Die Voraussetzungen für dieses Konzept schienen durch die Entwicklung der AO-Implantate und die entsprechenden Weiterbildungskurse gegeben.

1993 veröffentlichte Rotondo erstmalig das Prinzip „Damage control“ bei der Behandlung von penetrierenden Bauchtraumen.

Mit diesem Paradigmenwechsel kam es zu einer erheblichen Verbesserung der Komplikations- und Sterberate. Wir wollten den Nachweis führen, dass das „Damage control“-Konzept auch bei schweren stumpfen Bauchverletzungen angewendet werden kann.

Material und Methoden: Um einerseits das Gesamtverletzungsausmaß und damit die Gefährdungskategorie und andererseits die bedrohlichsten Einzelverletzungen möglichst schnell zu erfassen, ist zunächst eine rationelle Diagnostik unerlässlich. Bei den paraklinischen Untersuchungsmethoden unterscheiden wir zwischen Basisdiagnostik und erweiterter Diagnostik. Zur Basisdiagnostik gehörten bei uns Sonographie, Laboruntersuchungen und Nativ- Röntgenuntersuchungen. Die Computertomographie gehörte bisher zur erweiterten Diagnostik. Durch Installation eines 32-Zeilen-Multislice-CT-Gerätes in den Schockraum ist die Untersuchungszeit mit ca. 2 Minuten so kurz, dass die sogenannte „Trauma-Spirale“ bei uns zur Basisdiagnostik aufgerückt ist und sogar Nativ-Röntgenaufnahmen größtenteils überflüssig macht. Die durchschnittliche Schockraumverweildauer beträgt so nur noch 27 Minuten.

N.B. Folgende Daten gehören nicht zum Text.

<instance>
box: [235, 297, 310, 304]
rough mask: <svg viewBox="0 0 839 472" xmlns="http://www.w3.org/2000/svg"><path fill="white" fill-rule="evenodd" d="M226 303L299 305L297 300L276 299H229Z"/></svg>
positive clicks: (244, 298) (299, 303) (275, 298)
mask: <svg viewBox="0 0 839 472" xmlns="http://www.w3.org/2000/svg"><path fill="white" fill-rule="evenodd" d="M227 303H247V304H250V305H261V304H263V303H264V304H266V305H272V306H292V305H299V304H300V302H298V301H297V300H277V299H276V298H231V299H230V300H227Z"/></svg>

Einer unserer wichtigsten Entscheidungsalgorithmen zur Operationsindikation beruht auf der Menge freier Flüssigkeit in der Bauchhöhle (Sonographie, CT) und der Stabilität der Herz- Kreislauf- Situation. Finden wir bei einem Patienten viel freie Flüssigkeit in der Bauchhöhle bei instabiler Hämodynamik – so laparotomieren wir sofort. Andernfalls erweitern wir die Diagnostik und gehen in die Verlaufskontrolle. Eine definitive operative Versorgung erfolgt nur beim kreislaufstabilen Patienten, ansonsten verfolgen wir – im Gegensatz zur früheren „initialen Totalversorgung“ – das Prinzip „Damage Control“ mit Blutungskontrolle, Verschluss von Hohlorganläsionen (ohne Passagewiederherstellung und ohne Ableitung!), Dekontamination, „packing“ des Abdomens, provisorischem Wundverschluss, Stabilisierung auf der Intensivtherapie- Station und definitiver Versorgung erst im Rahmen einer geplanten Relaparotomie.

Ergebnisse: Von März 1996 bis Dezember 2011 haben wir nach diesem Prinzip 1184 Patienten behandelt. Der durchschnittliche ISS betrug 33,9 bei einer Letalität von 10,6%. Durch Sonographie und Computertomographie als Eingangsuntersuchung lässt sich unter Beachtung der Kreislaufsituation bei schwerer Abdominalverletzung innerhalb von wenigen Minuten die Operationsindikation stellen.

Schlussfolgerung: Eine definitive Versorgung des schweren Bauchtraumas streben wir nur noch beim kreislaufstabilen Patienten an. Beim instabilen Patienten ist das Damage Control-Prinzip Ausdruck eines optimierten Managements und nach unseren Ergebnissen auch beim schweren stumpfen Bauchtrauma zu empfehlen.